Because it is less an assignment than a matter of personal choice, independent work should be the peak of a student’s University career. We intend for these notes to help make independent work easier and more rewarding.

We have divided the advice into six sections:

Working with your Senior Thesis Advisor

Open and early communication with your thesis adviser is key to a successful advising relationship. The work styles of faculty members vary widely, as do the work styles of students. While some seniors write their theses at a consistent pace throughout the year, others do the majority of their writing in the months preceding the final deadline.
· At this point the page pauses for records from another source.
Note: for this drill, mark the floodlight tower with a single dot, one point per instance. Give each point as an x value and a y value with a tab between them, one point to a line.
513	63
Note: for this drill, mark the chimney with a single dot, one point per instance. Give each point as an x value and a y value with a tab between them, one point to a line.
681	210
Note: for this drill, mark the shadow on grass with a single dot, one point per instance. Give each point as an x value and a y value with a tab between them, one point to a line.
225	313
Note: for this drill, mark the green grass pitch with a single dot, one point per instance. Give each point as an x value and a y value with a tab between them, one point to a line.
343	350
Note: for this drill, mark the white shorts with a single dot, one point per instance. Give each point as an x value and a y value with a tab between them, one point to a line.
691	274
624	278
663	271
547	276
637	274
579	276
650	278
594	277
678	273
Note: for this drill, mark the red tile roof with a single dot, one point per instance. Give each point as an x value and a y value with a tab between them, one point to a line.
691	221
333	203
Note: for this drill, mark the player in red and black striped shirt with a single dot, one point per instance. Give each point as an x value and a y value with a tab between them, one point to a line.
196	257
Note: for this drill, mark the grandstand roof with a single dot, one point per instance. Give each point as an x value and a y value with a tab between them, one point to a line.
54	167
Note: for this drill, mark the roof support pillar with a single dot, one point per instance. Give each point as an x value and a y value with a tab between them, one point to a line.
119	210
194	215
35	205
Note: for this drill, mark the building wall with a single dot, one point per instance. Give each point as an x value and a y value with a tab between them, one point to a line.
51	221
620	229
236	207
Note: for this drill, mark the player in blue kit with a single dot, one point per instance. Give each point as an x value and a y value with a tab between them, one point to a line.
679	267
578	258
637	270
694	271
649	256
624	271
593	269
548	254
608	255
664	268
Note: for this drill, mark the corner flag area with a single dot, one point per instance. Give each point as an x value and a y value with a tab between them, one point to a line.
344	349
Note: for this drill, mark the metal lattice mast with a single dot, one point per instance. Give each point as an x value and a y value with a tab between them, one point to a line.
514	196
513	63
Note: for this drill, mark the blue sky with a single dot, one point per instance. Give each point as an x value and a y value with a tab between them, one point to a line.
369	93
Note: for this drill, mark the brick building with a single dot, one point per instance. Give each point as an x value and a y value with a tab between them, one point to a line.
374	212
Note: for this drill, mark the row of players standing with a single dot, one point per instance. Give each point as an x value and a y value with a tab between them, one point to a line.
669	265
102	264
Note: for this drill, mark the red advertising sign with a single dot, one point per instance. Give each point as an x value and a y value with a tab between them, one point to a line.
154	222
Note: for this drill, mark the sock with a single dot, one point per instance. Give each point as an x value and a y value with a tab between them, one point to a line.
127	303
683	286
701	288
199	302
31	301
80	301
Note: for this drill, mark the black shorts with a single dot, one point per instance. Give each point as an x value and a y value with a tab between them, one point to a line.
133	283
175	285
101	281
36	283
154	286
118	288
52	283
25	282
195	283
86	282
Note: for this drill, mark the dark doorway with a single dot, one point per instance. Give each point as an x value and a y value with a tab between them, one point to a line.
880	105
Likewise, some professors expect to advise theses closely throughout the year, while others expect to only provide comments on one full draft in March. No work style is inherently good or bad, but lack of clarity regarding expectations can produce unnecessary and unexpected stress. And however student and advisor schedule the work flow, students should adhere to the thesis draft deadline in March.

To make sure that you and your adviser each understand the other’s approach, explicitly discuss the following issues early in the year:

  • Deliverables: Will you submit individual chapters or full drafts for review? Will you submit an outline? Will you submit a second draft?
  • Timeline: When do you expect to submit your deliverables? How long will your adviser take to respond with comments? How close to the final deadline will your adviser continue to review material?
  • Specificity of feedback: Will you only receive general guidance for your argument, or will your adviser provide detailed comments on your writing?
  • Meetings: Will you meet on a regular basis or only to discuss deliverables when you submit them? Do you expect meetings to include detailed discussions or only brief check-ins?
  • Email: Does your adviser regularly communicate through email? How long will each of you take to reply to emails? Can you email about minor issues and expect fast responses?
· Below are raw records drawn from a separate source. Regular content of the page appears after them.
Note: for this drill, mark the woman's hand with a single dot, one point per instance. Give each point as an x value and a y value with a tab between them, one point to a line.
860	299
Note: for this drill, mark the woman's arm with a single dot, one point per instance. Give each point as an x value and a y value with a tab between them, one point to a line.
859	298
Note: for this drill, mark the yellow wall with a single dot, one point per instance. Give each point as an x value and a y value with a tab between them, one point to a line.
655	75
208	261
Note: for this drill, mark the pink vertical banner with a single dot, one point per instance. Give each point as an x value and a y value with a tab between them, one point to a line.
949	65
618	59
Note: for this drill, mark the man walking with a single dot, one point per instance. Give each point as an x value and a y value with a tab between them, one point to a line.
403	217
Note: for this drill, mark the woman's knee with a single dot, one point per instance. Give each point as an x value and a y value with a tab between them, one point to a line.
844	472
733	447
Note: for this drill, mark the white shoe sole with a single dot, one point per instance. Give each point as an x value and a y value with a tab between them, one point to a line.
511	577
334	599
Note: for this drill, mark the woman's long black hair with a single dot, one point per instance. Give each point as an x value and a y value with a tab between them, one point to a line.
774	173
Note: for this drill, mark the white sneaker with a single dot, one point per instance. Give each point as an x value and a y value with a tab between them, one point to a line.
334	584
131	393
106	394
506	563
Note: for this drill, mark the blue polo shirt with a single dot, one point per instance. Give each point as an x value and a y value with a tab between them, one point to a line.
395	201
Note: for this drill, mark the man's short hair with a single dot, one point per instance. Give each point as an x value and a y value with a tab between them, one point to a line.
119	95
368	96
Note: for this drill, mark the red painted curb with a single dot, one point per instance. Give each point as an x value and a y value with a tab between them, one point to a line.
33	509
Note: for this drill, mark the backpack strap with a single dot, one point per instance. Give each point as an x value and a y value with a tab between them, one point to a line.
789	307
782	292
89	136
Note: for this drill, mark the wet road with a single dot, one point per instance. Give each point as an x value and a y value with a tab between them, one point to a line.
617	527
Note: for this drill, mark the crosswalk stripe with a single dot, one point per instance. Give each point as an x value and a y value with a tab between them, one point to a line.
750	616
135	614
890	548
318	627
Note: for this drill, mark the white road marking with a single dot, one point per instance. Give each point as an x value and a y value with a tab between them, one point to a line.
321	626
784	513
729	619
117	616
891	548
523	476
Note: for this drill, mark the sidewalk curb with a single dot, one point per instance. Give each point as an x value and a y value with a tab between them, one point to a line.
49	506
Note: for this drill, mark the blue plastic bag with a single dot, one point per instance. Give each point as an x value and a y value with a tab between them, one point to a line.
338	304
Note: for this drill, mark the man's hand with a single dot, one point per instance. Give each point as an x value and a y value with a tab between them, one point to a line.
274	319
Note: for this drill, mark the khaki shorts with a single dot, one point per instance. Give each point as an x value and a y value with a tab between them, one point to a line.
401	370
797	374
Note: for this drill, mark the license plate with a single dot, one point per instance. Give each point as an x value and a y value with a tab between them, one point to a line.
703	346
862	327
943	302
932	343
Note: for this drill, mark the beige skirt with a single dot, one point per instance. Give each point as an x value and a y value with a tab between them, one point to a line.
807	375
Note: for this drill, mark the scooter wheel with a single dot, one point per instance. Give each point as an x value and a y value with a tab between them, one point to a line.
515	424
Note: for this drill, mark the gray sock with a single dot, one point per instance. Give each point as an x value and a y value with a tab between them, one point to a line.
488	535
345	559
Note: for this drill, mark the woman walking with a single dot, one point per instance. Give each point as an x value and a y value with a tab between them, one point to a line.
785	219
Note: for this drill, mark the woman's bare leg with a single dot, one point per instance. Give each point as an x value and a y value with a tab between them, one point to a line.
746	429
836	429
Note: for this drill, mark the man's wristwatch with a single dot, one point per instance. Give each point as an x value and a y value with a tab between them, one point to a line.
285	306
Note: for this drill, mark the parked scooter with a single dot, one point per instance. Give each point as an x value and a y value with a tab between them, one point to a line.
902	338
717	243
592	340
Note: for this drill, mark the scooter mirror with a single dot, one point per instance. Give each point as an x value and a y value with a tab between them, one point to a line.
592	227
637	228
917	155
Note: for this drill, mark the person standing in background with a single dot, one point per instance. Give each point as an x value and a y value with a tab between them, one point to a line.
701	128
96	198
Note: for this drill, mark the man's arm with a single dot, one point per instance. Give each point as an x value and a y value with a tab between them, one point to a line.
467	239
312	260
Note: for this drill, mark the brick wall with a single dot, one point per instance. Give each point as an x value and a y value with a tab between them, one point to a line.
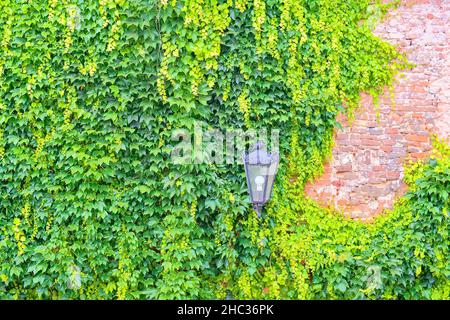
365	175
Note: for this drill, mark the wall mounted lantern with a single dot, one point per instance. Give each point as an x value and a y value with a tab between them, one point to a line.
260	169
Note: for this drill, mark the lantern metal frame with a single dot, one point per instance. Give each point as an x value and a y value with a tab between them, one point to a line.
259	159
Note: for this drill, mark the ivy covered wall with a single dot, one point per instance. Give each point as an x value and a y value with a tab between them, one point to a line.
91	205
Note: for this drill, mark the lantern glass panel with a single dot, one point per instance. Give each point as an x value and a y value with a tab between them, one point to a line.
271	173
257	180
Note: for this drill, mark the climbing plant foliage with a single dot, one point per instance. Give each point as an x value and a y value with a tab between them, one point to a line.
91	206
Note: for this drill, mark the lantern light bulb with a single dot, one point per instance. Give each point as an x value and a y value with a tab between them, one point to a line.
259	180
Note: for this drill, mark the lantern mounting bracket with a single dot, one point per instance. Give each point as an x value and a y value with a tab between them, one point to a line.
258	208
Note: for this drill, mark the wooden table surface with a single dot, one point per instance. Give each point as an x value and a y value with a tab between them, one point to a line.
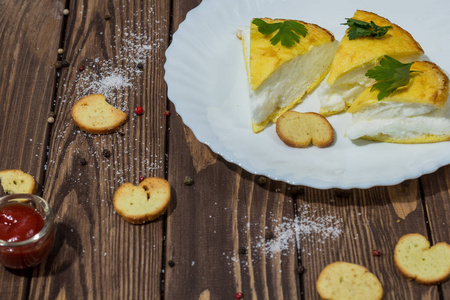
219	235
Discuss these factors early in the Fall to clarify your expectations and those of your adviser. Both of you likely maintain busy schedules, and early communication will help you to avoid scheduling conflicts, particularly during crunch time in the spring. Moreover, open discussion of your work styles early in the year will mitigate the likelihood of unpleasant surprises down the road. Seniors frequently find that their advisers have more hands-on or hands-off approaches than expected, but they often do not reach this realization until the spring. Advisers are similarly surprised to receive dozens of pages to review in late March from panicked seniors who unrealistically expect instantaneous feedback. To facilitate a smooth revision process, construct a submissions timeline in advance, and check whether your adviser’s schedule will allow for a prompt turnaround of your work at the necessary times. If you hope to receive thorough comments on your writing, also communicate this at the beginning of the year and specify the type of feedback that would be most helpful. Honest and early discussion of your expectations will save you much stress in the final push. 
You should maintain close contact with your official adviser, but this should not stop you from consulting any other member of the faculty who might be helpful.

You should maintain close contact with your official adviser or workshop leader, but this should not stop you from consulting any other member of the faculty who might be helpful.

Choosing Topics

For the senior thesis, the range of topics is as broad as the subject of Politics itself. For junior papers, the range is somewhat more restricted, but not greatly so.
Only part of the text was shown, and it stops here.